A universal bound on N-point correlations from inflation

TL;DR

This paper proves that the Suyama-Yamaguchi inequality relating three-point and four-point correlation functions in inflation models always holds, clarifying its applicability and interpretation in cosmological observations.

Contribution

We provide a general proof that the Suyama-Yamaguchi inequality is universally valid across inflation models, including specific scenarios like the ungaussiton model.

Findings

The inequality always holds, even in models suggesting potential violations.

Apparent violations in experiments can be explained by observational limitations.

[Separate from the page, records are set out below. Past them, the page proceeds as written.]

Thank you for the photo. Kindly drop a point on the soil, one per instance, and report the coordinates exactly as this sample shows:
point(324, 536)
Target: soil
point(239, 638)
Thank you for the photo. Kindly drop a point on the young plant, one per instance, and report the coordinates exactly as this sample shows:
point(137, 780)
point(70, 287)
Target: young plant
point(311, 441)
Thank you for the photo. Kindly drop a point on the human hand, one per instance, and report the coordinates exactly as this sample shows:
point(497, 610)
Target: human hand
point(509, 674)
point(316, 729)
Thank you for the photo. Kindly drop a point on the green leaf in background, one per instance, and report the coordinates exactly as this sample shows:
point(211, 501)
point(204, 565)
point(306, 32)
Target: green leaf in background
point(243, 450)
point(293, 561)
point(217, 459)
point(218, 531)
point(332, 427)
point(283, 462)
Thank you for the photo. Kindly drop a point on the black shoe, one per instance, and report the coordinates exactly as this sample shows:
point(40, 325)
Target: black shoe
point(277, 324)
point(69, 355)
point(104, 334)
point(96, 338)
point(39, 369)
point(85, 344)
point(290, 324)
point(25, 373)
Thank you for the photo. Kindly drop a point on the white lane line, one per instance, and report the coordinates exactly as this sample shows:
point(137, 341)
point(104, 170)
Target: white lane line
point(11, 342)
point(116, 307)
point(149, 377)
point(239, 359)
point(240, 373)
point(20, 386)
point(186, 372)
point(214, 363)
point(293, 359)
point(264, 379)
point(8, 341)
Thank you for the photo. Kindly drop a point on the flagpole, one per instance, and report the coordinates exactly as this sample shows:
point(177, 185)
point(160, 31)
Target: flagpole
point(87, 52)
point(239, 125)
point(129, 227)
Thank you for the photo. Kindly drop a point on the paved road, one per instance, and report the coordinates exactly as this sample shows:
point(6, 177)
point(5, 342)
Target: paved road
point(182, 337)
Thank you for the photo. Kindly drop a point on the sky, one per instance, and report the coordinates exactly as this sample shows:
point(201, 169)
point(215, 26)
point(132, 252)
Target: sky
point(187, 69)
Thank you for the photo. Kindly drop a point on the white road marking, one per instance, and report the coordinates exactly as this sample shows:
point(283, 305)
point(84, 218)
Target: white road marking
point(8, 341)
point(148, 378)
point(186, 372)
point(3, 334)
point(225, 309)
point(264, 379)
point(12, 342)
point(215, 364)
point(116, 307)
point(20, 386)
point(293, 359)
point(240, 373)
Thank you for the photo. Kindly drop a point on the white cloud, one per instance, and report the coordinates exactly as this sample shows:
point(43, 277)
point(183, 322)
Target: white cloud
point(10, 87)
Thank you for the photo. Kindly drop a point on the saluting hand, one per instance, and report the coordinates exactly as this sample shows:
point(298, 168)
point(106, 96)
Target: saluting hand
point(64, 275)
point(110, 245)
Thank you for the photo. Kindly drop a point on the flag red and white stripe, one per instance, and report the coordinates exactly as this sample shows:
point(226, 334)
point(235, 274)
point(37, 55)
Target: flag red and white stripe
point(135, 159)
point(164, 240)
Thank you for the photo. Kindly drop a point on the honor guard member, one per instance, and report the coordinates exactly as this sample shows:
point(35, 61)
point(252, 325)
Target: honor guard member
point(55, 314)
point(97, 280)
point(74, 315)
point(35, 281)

The proof applies broadly to models with non-Gaussianity generated outside the horizon.

Abstract

Models of inflation in which non-Gaussianity is generated outside the horizon, such as curvaton models, generate distinctive higher-order correlation functions in the CMB and other cosmological observables. Testing for violation of the Suyama-Yamaguchi inequality tauNL >= (6/5 fNL)^2, where fNL and tauNL denote the amplitude of the three-point and four-point functions in certain limits, has been proposed as a way to distinguish qualitative classes of models. This inequality has been proved for a wide range of models, but only weaker versions have been proved in general. In this paper, we give a proof that the Suyama-Yamaguchi inequality is always satisfied. We discuss scenarios in which the inequality may appear to be violated in an experiment such as Planck, and how this apparent violation should be interpreted. We analyze a specific example, the "ungaussiton" model, in which leading-order scaling relations suggest that the Suyama-Yamaguchi inequality is eventually violated, and show that the inequality always holds.